Turn off magic. Ignore the caution again this time, as you don’t need a flat layout file.
One step needs to be done before running the LVS. As the generated DFF cell does not contain taps inside (as typically the taps are placed as separate instances), we need to manually insert manual taps before running LVS.
You can either 1) manually draw taps by yourself, if you are familiar with magic. Otherwise, use the ‘dff_tap.spice’ file in the ‘lvs_example’ directory in your workspace. This tutorial uses ‘dff_tap.spice’.
Step 2 : Edit SPICE netlists from schematic for Netgen
Now we have the extracted netlist from the layout. The next step is extracting the netlist from the schematic for comparison. There are many reference articles you can find out online for drawing/extracting netlists from xschem, an open-sourced schematic editor.

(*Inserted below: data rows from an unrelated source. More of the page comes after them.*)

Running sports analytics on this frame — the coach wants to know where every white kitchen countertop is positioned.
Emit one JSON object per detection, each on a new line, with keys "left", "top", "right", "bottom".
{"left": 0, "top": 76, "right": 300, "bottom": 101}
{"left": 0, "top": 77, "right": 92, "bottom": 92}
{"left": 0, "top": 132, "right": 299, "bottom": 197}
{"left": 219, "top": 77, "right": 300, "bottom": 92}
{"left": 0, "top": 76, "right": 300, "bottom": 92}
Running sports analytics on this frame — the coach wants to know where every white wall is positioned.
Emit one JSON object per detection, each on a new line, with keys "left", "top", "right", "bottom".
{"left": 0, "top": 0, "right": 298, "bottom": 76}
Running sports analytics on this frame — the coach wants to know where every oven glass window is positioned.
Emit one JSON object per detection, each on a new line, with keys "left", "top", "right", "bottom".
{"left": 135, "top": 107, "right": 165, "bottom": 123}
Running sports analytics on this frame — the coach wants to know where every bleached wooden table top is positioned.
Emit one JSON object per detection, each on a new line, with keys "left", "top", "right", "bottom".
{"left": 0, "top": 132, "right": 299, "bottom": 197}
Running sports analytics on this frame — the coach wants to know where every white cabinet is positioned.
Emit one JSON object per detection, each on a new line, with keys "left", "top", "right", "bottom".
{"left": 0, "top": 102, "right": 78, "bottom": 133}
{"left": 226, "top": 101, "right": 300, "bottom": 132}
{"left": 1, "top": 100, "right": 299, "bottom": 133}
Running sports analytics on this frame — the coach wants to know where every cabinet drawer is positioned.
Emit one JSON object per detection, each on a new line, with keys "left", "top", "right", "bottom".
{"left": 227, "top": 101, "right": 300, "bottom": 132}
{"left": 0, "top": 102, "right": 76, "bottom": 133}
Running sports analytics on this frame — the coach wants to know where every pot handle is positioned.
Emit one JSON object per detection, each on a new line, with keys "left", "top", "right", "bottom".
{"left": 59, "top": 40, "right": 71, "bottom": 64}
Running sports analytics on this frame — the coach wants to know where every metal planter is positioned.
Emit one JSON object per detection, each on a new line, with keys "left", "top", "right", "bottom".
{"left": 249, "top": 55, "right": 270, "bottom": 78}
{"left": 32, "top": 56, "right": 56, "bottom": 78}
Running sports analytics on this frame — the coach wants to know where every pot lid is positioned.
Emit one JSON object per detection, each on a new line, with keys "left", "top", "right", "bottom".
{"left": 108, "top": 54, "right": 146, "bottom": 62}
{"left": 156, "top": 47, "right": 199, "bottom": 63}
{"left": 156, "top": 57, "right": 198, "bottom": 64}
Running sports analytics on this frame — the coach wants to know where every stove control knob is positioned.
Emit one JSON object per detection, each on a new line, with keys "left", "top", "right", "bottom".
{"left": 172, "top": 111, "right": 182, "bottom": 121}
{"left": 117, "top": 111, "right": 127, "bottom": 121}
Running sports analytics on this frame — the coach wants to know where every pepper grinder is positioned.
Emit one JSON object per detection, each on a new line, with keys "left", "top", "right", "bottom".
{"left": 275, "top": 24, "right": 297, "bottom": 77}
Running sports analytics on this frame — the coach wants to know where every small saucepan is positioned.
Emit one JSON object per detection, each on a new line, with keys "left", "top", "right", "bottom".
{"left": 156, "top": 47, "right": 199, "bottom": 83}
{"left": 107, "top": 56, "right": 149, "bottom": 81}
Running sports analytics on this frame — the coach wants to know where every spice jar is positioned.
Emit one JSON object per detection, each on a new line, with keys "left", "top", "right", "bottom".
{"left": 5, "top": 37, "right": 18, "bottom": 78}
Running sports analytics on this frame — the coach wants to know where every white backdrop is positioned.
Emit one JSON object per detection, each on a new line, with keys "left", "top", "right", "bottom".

For this tutorial, we are going to use ‘DFF_tinv.spice’, which is extracted from xschem and has the identical topology with ‘DFF_tap’ (the finger numbers are different).
You must delete the parameters defined by the equation before running Netgen. Because Netgen can’t read these equations and it throws a segmentation fault! Fortunately, key parameters like width, length, and finger number are constant values. So we simply drop the parameters expressed as equations.
Copy the DFF_tinv file and edit on vim.
$ cd WORK_DIR/lvs_example
$ cp DFF_tinv.spice DFF_tinv_lvs.spice
$ vim DFF_tinv_lvs.spice
Delete mosfet parameters expressed as equations(see highlighted terms). Do this for every .subckt.
Step 3 : Run Netgen
Run the following commands for the LVS test with Netgen.
$ cd WORK_DIR
$ netgen
% lvs {lvs_example/dff_tap.spice dff_tap} {lvs_example/DFF_tinv_lvs.spice} SD_permute.tcl test_lvs.out
If you get a result like the following figure, you are all set!
Now let’s check the output logfile. Close Netgen and open the logfile by running the following command.
$ vim test_out.out
You can see the following result.
It says netlists match uniquely. But below the note, there are several mismatch messages.
The parameter mismatch messages come from 1) parameter naming differences and 2) the finger differences between xschem and magic. For example, magic uses ‘l’ for the MOSFET channel length whereas xschem uses ‘L’. Netgen cannot catch that they are actually equivalent. For fingered transistors, xschem uses m=2 (or nf = 2), whereas magic prints parameters of each finger of MOSFETs. As a result, these two circuits are identical even though Netgen throws the parameter errors. Even when there are serious parameter mismatches, you can catch them by reading the log.
Library Management
Personal Library
Create a directory with the same name as the library in the magic_layout directory
Add new library path in ‘.maginit_personal’ file in workspace directory.
Now you can use this library. See “Testing the new libraries” section for instructions on how to determine which library your Python code will generate layout files to.
Public Library
You can create library directory outside of workspace directory also.
Add new public library path in .maginit file.
If you are working on a team project, You can use this kind of public library. However, this method requires editing and sharing the tracked ‘.maginit’ on Github. In this case, consider using a forked workspace repository. When a project master forks the repository and the team members clone the forked repository instead of the default workspace repository, tracked files can be reliably modified and shared via Github.
Testing the New Libraries
To change generation path, you have to change some variables in python code. First, change the libname into new library name(logic_generated -> logic_train).
Then, change ‘libpath’ into where logic_train directory is placed. The ‘libpath’ is a parameter of the function “laygo2.interface.magic.export”. In this tutorial, libpath = “/WORK/magic_layout”
Generate TCL and mag file in the same way as in the previous section.
Close magic and check if the mag file is generated in logic_train.
Open magic again and load the layout itself in the public library.
% load logic_train_tinv_small_1x
You can see the layout is loaded. Now you can use this library through laygo2.